The 2010 Dietary Guidelines Advisory Committee (DGAC) report through its evidence based review concluded that not all SFA have the same effect on disease risk, noting that fat from dairy products is an area that requires further study . The report indicated that consumption of milk products may not have predictable effects on blood lipids and future research should examine the role of dairy products in modulating lipid profiles, noting that bioactive components that alter serum lipid levels may be contained in milk fat. The report also states that evidence to date does not suggest that high-fat dairy products are more likely than low-fat dairy products to induce metabolic syndrome.
More frequent consumption of dairy products, vegetables, fruits, and whole grains is recommended to increase intakes of potassium, dietary fiber, calcium, and vitamin D . The DGA recommends preferentially choosing lean meat and poultry and low-fat and fat-free dairy products, including milk, cheese and yogurt, over higher fat forms to help balance calorie intakes. The widespread availability of low-fat and fat-free milks, however, has not offset the overall decline in milk consumption since 1980 (−21%) and the even larger decline in whole milk consumption alone (−65%) . An Australian study of the dietary consequences of recommending lower-fat dairy foods to overweight adults found men decreased their overall intake of dairy foods significantly, rather than switch to lower fat versions . It is not well understood what role the amount of milk fat plays in maintaining or increasing milk consumption among those with a preference for higher fat milk and encouraging milk consumption among those who infrequently consume milk products.

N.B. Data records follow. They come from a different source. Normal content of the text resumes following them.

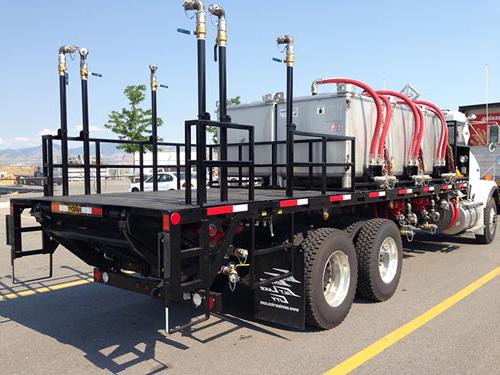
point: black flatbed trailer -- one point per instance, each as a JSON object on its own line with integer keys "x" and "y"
{"x": 299, "y": 249}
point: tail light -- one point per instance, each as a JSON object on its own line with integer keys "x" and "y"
{"x": 212, "y": 230}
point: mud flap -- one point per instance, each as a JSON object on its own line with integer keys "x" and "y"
{"x": 282, "y": 301}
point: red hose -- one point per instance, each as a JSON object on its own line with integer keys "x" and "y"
{"x": 414, "y": 148}
{"x": 385, "y": 129}
{"x": 443, "y": 139}
{"x": 371, "y": 92}
{"x": 421, "y": 132}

While the DGA recommends mainly choosing lower-fat cheeses, achieving flavor, texture, color, and other attributes comparable to full-fat versions is challenging for cheese manufacturers, particularly at the greater than 50% reductions in fat [37–41] needed to label cheese as low-fat or fat-free. Low-fat cheddar, for example, must contain 80% less fat than its full-fat counterpart to meet federal labeling requirements. Consumers are discerning and acceptance of lower-fat cheeses can be poor, even when differences are small. Consumer acceptance of reduced-fat cheese, which requires a 25% reduction in fat, has seen greater success than low-fat and fat-free forms of cheese [42, 43].